All right, problem resolved - there was a tiny unconspicous variable read
from a file in process 0, but it wasn't Bcast'ed to other processes,
telling how often save the results. Therefore, while the process 0
expected data to save, other processes were sending boundary conditions
and therefore the program behaved in a different way each time it was
executed. Ufff, the problem is always there where you least look for it
:-)
Vladimir
On Wed, 14 Jan 2004, Vladimir Chalupecky wrote:
> Hi,
>
> I'm running fairly straighforward program for computing solutions of
> parabolic PDEs using finite differences. From LAM-MPI I use only the Send,
> Recv and Sendrecv functions. There is one problem and two questions:
>
> Problem: running this program in parallel with mpirun (without -nsigs)
> causes SIGFPE in all nodes except the n0 outputing the following message
> (or similar, depending on number of nodes):
>
> MPI process rank 3 (n3, p8344) caught a SIGFPE.
> MPI process rank 1 (n1, p8820) caught a SIGFPE.
> MPI process rank 2 (n2, p9553) caught a SIGFPE.
>
> OR prints one of the following messages if running the program with
> mpirun -nsigs:
> ---
> MPI_Wait: process in local group is dead (rank 0, MPI_COMM_WORLD)
> Rank (0, MPI_COMM_WORLD): Call stack within LAM:
> Rank (0, MPI_COMM_WORLD): - MPI_Wait()
> Rank (0, MPI_COMM_WORLD): - MPI_Sendrecv()
> Rank (0, MPI_COMM_WORLD): - main()
>
> One of the processes ...
> ---
> MPI_Wait: process in local group is dead (rank 0, MPI_COMM_WORLD)
>
> One of the processes ...
> --- (or only: )
> One of the processes started by mpirun has exited with a nonzero exit
> code. This typically indicates that the process finished in error.
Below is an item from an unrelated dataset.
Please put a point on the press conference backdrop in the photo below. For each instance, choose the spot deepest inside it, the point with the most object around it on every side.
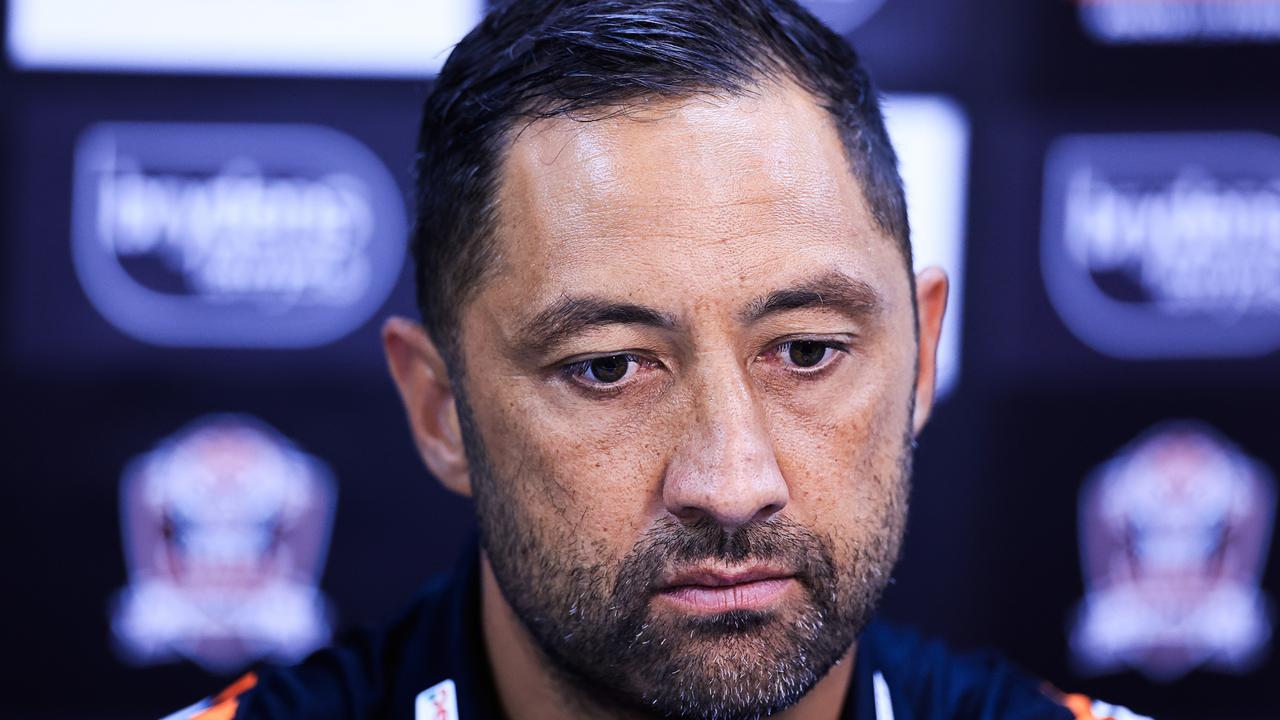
(204, 208)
> If your process did not finish in error, be sure to include a "return
> 0" or "exit(0)" in your C code before exiting the application.
>
> PID 9543 failed on node n2 with exit status 1.
> ---
>
> Running this program serially works perfectly with expected results
> without any FPE. I encounter the same problem running this program both on
> 8 node pentium 4 linux cluster with LAM 6.5.6 as well as on single p4
> linux workstation with LAM 6.5.8 with one cpu (and putting for example
> cpu=2 in the hostfile).
>
> Question 1: Using this information, can anybody guess where the problem
> might be? Since serially the computation runs fine, I guess the problem
> will not be in my program but in the way I use LAM. But on the other hand,
> sending data betweens comps causes FPE?
>
> Question 2: I'm using Debian 3.0 with default compiler 3.3.2 However, with
> this this compiler I cannot link LAM programs, while with 2.95 I can (Am I
> right there is binary incompatibility between these versions of gcc?).
> mpiCC uses g++. Therefore, I have to compile my programs with g++-2.95 and
> manually put the include directories and libraries. It works, but its a
> bit inconvenient. Is there a way how to tell mpiCC which compiler to use?
> As far as I can read the man page, the only parameter mpiCC has is
> -showme.
>
> Thanks for advices and hints
>
> Vladimir
>
|